The initial episode emerged late last month when two Apache helicopters carried out an unauthorized pass over the home of the Trump-supporting musician in Tennessee. The Army promptly opened a disciplinary inquiry, and Pete Hegseth promptly shut it down. “No punishment. No investigation. Carry on, patriots,” he boasted. It turns out Donald Trump’s military operates similarly to the rest of his administration: rule-breaking is acceptable as long as a MAGA ally reaps the rewards.
Hegseth doubled his defense Monday. As the confrontation in the Strait of Hormuz continued, aggravating an oil crisis that is set to grow significantly worse, word spread that Kid Rock had arrived at Fort Belvoir in Virginia. The reason? To pilot Apaches with Hegseth, naturally. “Apaches typically have two pilots,” DropSite News’ Ryan Grim noted in his coverage of the joyride, “but they took off with one so the two men could each ride shotgun.”
Those helicopters aren’t usually based at Fort Belvoir, Grim added.

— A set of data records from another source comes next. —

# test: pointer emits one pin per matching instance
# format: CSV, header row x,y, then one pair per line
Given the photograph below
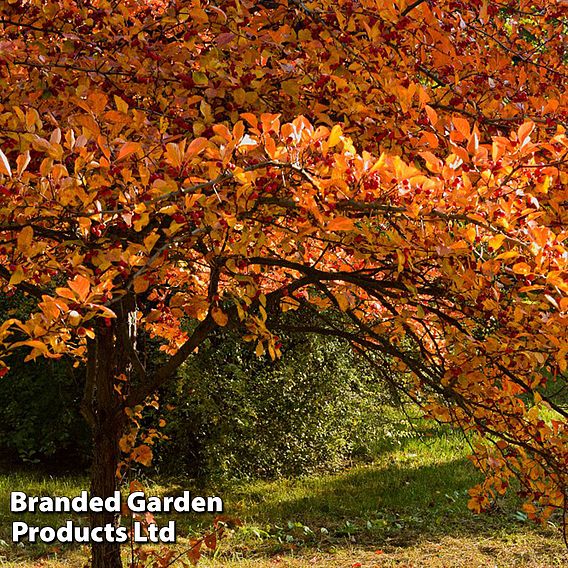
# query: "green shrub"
x,y
240,416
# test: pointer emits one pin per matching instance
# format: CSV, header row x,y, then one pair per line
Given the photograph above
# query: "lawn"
x,y
409,508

Apparently the Army shuffled air assets during a time of war so the defense secretary could give a low-tier right-wing celebrity a thrill.
Still, turning the U.S. military into a personal Make-a-Wish Foundation for Robert “Kid Rock” Ritchie isn’t the reason Pete Hegseth will eventually lose his job. From the West Wing to the Capitol to the Army itself, many people inside Trump’s government have far stronger reasons to want him gone.
And indeed they want him gone, apparently. The knives are out.
Vance’s Position.
The vice president and his circle have two incentives to want to get rid of the defense secretary.
One is political, as J.D. Vance is desperate for ways to atone to “America First-ers” who are disappointed in him for failing to prevent war with Iran. Pitting himself against Hegseth, the face of the conflict and the most smugly bellicose member of the Cabinet, is a small way to do that.
The other incentive is less obvious. Hegseth has it in for Army Secretary Dan Driscoll, who happens to be an old law-school buddy of Vance’s. That friendship probably explains why Driscoll has survived numerous purges inside the Pentagon over the last 15 months, the most recent of which saw Army chief of staff (and close Driscoll ally) Gen. Randy George sent packing. Vance may have prevailed upon Trump to stick with Driscoll over Hegseth’s objections—so far.